Five days after Jannik Sinner played some of his best tennis to edge past Djokovic after three exhausting hours in their round-robin battle, Djokovic simply elevated his level to heights that Sinner could not match as he routinely defeated the Italian 6-3, 6-3 to win the ATP Finals title.
At this point in Djokovic’s career, almost every triumph comes with another record. The Serb has now won seven ATP Finals titles, breaking his tie with Roger Federer. He continues to head towards his own century with 98 titles, a distinction only achieved by Jimmy Connors (109) and Federer (103) in the men’s game. On Monday, Djokovic will enjoy a ridiculous 400th week at world No 1, now 90 weeks greater than Federer in second place.
Throughout this season, Djokovic has frequently made it clear that the biggest tournaments were his priority, an ethos he has faithfully lived up to: Djokovic has won four of the five biggest titles this year – the Australian Open, French Open, US Open and ATP Finals – with only an inspirational performance from Carlos Alcaraz at Wimbledon stopping him having it all. He finishes the ATP season with seven titles and a handsome 55-6 win-loss record.
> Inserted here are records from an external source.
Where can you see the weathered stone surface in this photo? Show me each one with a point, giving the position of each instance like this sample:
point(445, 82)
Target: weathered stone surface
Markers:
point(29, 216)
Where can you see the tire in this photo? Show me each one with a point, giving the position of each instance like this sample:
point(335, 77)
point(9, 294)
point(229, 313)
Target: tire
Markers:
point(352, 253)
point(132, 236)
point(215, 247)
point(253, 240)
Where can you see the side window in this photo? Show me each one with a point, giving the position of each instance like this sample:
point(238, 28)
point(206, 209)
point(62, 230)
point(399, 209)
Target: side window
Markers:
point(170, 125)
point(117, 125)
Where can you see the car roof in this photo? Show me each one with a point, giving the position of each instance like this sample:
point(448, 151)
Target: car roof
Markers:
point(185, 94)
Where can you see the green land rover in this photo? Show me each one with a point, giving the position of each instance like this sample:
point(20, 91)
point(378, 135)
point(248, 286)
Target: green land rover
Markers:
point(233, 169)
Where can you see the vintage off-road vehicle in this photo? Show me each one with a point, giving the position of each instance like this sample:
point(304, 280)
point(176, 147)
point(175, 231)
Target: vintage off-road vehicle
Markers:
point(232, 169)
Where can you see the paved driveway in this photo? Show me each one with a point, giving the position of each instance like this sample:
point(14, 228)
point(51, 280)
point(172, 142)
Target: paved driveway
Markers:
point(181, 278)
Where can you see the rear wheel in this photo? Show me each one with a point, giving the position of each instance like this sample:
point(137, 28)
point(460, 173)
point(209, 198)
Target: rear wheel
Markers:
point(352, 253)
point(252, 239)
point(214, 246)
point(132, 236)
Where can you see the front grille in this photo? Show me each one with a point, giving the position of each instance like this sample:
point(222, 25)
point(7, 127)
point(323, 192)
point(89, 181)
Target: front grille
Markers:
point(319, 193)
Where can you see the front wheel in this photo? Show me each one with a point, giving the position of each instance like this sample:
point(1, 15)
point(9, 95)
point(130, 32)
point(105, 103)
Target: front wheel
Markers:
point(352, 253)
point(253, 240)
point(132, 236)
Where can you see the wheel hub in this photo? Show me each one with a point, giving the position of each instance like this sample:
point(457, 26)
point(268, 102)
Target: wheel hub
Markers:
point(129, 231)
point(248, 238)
Djokovic arrived in the final after already producing one statement performance against a youngster, Alcaraz in the semi-final, dropping just five games to his closest adversary. Less than 24 hours later, Djokovic simply picked up where he left off.
The improvements that Sinner has made to his serve have rightfully garnered significant attention over the past few months and particularly this week, yet it was Djokovic’s serve that dominated throughout, again showing how the shot has transformed in recent years. He served spotlessly, slamming down seven aces in the opening set and conceding just two points on his serve against one of the best returners until he led 6-3, 3-2.
Similarly, Sinner is known as one of the biggest, cleanest hitters in the world and Djokovic is still sometimes categorised as a defence-first player, yet the reigning champion started the match demolishing forehands, another significant adjustment he has made in the latter part of his career. After four games, and with the decisive break secured, Djokovic’s average forehand speed read 86mph compared to Sinner at 74mph. Djokovic suffocated the Italian with his depth, his sharp direction changes and his relentless, clean ball-striking.
What on earth can you do when the best returner and defender of all time is also out-serving and outhitting you? As Djokovic’s game flowed towards the end of the first set, he won 14 points in a row to establish a set and a break lead as he hunted a second break.
Still, Sinner fought hard. Down 0-2 and 0-30 on his serve, Sinner did incredibly well to survive another break point in a lengthy deuce game and somehow keep himself in the match. Moments later, Djokovic responded by slamming down three aces, an unreturnable serve and holding to love in a minute.
His failure to take his chances on Sinner’s service games led to a nervous final few games, with Djokovic trailing 15-40 and 0-30 in consecutive games. Each time the contest could have become more complicated, though, Djokovic methodically recovered, he held serve and continued his march towards yet another significant title.
For Sinner, this has been an incredible week as he has further elevated himself among his peers. He has shown that he continues to grow into an increasingly complete player, he has become mentally tougher and he has positioned himself as a clear contender for the biggest tournaments in the year.
The problem for the best young players in the world is that even as they make meaningful strides, so does Djokovic at 36 years old. His commitment to working on his craft and continuing to grow as a tennis player, even after all he has achieved, is astounding and the consequences are clear: as Djokovic continues to rack up big titles, so few players have shown that they can stop him.
Meanwhile, Britain’s Joe Salisbury and Rajeev Ram of the US defeated Horacio Zeballos and Marcel Granollers to defend their doubles title at the ATP Finals.